The tale takes place in ‘Gilead’, a dystopian Republic in which the traditional division of labour in heterosexual marriage has been dismantled and is divided among women. The jobs historically associated with the female counterpart in a marriage – such as cooking, cleaning, bearing and raising children – are allocated to women according to their fertility. The singular role of a handmaid is to provide a child for a ruling-class family; if she fails to do so after three assignments, she is declared an ‘Unwoman’ and is sent away to inevitably die from radiation poisoning. The names of handmaids change depending on the household they are allocated to, reflecting their invariability from one another and lack of identity. For instance, the titular handmaid’s name is ‘Offred’, mirroring how her body and sexual agency are the property of Fred, the commander she was assigned to.

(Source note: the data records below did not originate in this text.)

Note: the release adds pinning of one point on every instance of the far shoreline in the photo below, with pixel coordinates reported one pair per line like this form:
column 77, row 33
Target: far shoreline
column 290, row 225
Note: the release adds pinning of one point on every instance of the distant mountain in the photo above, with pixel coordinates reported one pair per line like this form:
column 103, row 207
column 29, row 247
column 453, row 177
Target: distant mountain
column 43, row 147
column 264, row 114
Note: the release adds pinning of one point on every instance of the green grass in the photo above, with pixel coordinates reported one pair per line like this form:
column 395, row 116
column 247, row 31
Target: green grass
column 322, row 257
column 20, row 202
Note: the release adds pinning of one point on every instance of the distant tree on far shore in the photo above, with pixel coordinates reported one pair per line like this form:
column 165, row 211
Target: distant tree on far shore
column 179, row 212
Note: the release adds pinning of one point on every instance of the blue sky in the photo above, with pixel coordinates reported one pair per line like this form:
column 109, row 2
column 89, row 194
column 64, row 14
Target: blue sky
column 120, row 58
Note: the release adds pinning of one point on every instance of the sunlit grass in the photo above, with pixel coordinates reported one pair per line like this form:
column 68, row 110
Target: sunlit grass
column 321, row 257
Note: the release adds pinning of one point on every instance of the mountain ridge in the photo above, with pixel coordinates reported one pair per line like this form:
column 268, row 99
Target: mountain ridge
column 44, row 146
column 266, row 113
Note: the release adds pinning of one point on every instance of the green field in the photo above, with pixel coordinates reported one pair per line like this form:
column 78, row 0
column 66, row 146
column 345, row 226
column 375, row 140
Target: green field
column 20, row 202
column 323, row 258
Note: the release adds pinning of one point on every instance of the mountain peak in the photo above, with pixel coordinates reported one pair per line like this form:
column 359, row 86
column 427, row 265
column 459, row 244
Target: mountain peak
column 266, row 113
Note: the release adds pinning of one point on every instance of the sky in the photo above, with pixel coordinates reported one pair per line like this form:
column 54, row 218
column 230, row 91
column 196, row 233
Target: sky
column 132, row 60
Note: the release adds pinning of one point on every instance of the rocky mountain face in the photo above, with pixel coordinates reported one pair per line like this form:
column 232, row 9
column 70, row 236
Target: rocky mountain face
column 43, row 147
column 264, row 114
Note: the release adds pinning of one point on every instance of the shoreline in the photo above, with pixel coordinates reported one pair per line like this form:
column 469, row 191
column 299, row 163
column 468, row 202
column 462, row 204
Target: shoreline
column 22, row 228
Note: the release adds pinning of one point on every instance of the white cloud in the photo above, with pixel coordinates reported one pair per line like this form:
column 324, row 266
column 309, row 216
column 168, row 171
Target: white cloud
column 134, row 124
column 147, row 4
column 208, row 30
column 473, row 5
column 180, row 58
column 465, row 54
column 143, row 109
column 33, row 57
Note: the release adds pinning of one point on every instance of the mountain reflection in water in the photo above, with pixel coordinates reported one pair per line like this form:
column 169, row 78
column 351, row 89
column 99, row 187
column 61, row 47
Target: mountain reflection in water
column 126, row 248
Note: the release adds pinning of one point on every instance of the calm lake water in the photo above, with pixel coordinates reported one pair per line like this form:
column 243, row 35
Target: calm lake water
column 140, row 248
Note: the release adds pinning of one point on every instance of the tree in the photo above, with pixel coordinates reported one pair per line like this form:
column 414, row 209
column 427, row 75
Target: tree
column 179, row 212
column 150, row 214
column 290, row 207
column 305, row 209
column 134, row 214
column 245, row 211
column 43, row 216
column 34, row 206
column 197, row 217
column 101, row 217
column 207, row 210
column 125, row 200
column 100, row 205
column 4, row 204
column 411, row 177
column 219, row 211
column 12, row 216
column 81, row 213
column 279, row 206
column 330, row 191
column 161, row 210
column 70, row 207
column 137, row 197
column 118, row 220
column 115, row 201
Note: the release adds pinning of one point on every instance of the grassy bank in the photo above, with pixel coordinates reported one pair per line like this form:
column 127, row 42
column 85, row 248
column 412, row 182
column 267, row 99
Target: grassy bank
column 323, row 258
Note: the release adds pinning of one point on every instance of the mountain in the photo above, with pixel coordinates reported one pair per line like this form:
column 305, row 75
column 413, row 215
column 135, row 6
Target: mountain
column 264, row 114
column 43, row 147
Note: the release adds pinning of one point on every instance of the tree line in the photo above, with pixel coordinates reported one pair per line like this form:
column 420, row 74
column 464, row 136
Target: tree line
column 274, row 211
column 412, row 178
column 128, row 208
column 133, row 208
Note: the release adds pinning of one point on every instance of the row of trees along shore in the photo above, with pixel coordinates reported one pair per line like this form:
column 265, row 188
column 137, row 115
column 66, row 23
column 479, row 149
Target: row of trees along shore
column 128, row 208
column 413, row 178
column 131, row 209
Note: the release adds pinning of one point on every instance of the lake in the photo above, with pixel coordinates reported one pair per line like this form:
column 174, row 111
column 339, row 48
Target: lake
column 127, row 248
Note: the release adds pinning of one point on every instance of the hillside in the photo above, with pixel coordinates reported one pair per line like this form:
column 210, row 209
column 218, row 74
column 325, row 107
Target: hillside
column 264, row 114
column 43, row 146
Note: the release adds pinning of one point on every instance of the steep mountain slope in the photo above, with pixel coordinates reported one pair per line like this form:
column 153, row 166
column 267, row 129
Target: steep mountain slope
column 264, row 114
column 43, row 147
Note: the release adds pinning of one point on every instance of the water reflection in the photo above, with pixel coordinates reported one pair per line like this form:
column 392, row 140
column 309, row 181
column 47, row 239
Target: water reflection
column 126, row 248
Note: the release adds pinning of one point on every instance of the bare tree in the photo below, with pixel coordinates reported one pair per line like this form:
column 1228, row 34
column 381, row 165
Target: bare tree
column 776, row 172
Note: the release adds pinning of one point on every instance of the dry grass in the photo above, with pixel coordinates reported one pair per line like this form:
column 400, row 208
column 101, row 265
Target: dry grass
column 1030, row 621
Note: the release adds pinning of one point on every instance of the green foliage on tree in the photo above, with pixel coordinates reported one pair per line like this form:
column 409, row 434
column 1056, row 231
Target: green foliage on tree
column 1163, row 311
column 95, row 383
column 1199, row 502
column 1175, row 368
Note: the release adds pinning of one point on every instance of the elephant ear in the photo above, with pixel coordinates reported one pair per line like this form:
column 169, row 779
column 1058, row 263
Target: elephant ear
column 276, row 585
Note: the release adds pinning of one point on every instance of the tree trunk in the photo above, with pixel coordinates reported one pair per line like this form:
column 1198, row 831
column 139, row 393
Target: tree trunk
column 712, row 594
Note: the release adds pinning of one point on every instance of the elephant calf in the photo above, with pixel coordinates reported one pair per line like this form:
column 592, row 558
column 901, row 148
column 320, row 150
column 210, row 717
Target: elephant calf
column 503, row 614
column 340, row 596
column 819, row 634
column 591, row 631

One of the most interesting aspects of this novel is the ideologies (largely based on biblical interpretations) that are used to justify such a regime. Offred regularly has flashbacks to the lessons given at ‘the Centre’, where prospective handmaids are trained. By ensuring that the desires of men are catered for, this has vastly reduced sexual assault cases in Gilead – yet just like rape, women’s autonomy is removed from the equation. The handmaids are required to dress in red habits that conceal their bodies in order to appear demure and professional, while the colour symbolises the nature of their profession. They also wear white wings on their heads, which obscure their vision and subsequently narrow their view of the world – reflecting the irrelevance of their thoughts in such a society. This novel also features distinctly Orwellian elements, the ‘Eyes’ (secret police) supposedly catching anyone who doesn’t behave according the rules of Gilead.